Overall, around 6 million Haitians — half the country’s population — need humanitarian assistance, including more than 3.3 million children, UNICEF said.
“Without decisive action, the future of an entire generation is at stake,” the report stated.
Gang violence has displaced a record 1.3 million Haitians in recent years, with many cramming into makeshift shelters after their communities were razed.
The number of such shelters has doubled countrywide to 246 in the first six months of the year, according to the report. Of those, more than 30% lack infrastructure that would provide basic protection.
UNITED STATES
Finally, TomDispatch’s Alfred McCoy argues that Donald Trump is inadvertantly hastening the collapse of America’s “international influence”:
In his novel The Autumn of the Patriarch, which is eerily evocative of our current political plight, Gabriel Garcia Marquez described how a Latin American autocrat “discovered in the course of his uncountable years that a lie is more comfortable than doubt, more useful than love, more lasting than truth, [and] became convinced … that the only livable life was one of show.”
In amassing unchecked power spiced with unimaginable cruelty, that fictional dictator extinguished any flicker of opposition in his imaginary Caribbean country, reducing its elite to a craven set of courtiers. Even though he butchered opponents, plundered the treasury, raped the young, and reduced his nation to penury, “lettered politicians and dauntless adulators… proclaimed him the corrector of earthquakes, eclipses, leap years and other errors of God.” When his slavishly loyal defense minister somehow displeased him, the autocrat had him served up, in full-dress uniform laden with military medals, on a silver platter with a pine-nut garnish to a table full of courtiers, forcing them to dutifully consume their slice of the cooked cadaver.
That macabre banquet presaged a recent luncheon President Donald J. Trump hosted at the White House for this nation’s top tech executives, which became a symphony of shameless sycophancy.
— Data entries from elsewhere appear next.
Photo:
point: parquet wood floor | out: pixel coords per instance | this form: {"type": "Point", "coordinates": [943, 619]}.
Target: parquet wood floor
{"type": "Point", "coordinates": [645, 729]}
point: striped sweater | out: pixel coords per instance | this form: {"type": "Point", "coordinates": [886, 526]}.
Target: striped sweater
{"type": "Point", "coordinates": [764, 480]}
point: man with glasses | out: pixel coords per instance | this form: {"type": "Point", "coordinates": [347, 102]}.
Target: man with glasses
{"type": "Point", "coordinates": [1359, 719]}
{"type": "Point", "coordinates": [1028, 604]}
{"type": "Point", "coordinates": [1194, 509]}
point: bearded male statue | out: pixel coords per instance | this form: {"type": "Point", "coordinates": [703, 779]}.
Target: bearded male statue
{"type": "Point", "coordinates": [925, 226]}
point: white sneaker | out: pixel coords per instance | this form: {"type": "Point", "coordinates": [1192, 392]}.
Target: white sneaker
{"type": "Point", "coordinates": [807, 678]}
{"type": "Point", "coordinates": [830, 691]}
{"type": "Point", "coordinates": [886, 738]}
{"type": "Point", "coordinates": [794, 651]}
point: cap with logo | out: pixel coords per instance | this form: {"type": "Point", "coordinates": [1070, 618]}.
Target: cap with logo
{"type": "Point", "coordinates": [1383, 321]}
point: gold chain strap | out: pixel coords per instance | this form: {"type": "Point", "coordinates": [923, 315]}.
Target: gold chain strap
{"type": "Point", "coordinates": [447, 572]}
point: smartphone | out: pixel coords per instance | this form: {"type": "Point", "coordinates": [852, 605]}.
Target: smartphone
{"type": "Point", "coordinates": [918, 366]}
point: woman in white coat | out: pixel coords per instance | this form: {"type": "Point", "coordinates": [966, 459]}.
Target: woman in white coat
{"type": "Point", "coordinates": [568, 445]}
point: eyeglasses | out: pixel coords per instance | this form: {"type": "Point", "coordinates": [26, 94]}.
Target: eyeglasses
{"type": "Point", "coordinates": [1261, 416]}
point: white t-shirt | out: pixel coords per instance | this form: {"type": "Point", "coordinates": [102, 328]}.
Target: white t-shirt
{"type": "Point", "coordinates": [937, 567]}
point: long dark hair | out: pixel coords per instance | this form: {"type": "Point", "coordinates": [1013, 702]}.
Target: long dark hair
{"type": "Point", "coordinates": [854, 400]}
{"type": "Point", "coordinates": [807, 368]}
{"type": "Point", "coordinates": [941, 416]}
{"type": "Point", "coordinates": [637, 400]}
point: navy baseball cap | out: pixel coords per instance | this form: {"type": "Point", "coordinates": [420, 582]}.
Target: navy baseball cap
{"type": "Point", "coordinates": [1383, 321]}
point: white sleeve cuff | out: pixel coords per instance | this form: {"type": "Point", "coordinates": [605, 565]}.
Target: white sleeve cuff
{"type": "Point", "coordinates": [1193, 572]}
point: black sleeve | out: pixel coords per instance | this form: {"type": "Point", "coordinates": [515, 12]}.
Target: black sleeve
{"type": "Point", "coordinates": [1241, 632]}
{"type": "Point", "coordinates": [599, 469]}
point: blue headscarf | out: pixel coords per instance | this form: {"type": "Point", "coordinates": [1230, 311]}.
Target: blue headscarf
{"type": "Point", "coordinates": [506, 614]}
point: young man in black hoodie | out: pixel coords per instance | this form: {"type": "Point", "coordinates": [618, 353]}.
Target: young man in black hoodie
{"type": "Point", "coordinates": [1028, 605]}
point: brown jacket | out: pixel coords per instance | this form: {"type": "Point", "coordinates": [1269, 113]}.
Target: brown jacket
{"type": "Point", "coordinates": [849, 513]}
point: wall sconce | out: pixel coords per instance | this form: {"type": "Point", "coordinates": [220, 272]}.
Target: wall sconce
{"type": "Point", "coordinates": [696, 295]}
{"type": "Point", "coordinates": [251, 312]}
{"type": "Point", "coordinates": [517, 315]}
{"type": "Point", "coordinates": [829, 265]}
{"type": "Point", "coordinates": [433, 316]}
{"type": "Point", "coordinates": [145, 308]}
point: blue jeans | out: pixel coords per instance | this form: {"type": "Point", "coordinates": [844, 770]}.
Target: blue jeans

Billionaire Bill Gates praised the president’s “incredible leadership,” while Apple CEO Tim Cook said it was “incredible to be among… you and the first lady” before thanking him “for helping American companies around the world.” Other executives there celebrated him for having “unleashed American innovation and creativity… making it possible for America to win” again and making this “the most exciting time in America, ever.” As Trump served up the corpse of American democracy, those tech courtiers, like so many of this country’s elites, downed their slice of the cadaver with ill-concealed gusto.
With Congress compliant, the Supreme Court complicit, and media corporations compromised, President Trump’s vision for America and its place in the world has become the nation’s destiny. Since the inauguration for his second term in office in January 2025, he has launched a radical “America first” foreign policy that seems primed to accelerate the decline of Washington’s international influence and, more seriously and much less obviously, degrade (if not destroy) the liberal international order that the U.S. has sustained since the end of World War II. Largely ignored by a media overwhelmed by daily outrages from the Oval Office, that initiative has some truly serious implications for America’s role in the world.
I understand demands for tangible justice and even reparations for what’s happened over the past two years but realistically I just don’t see how those things can be achieved, so reputational harm it is.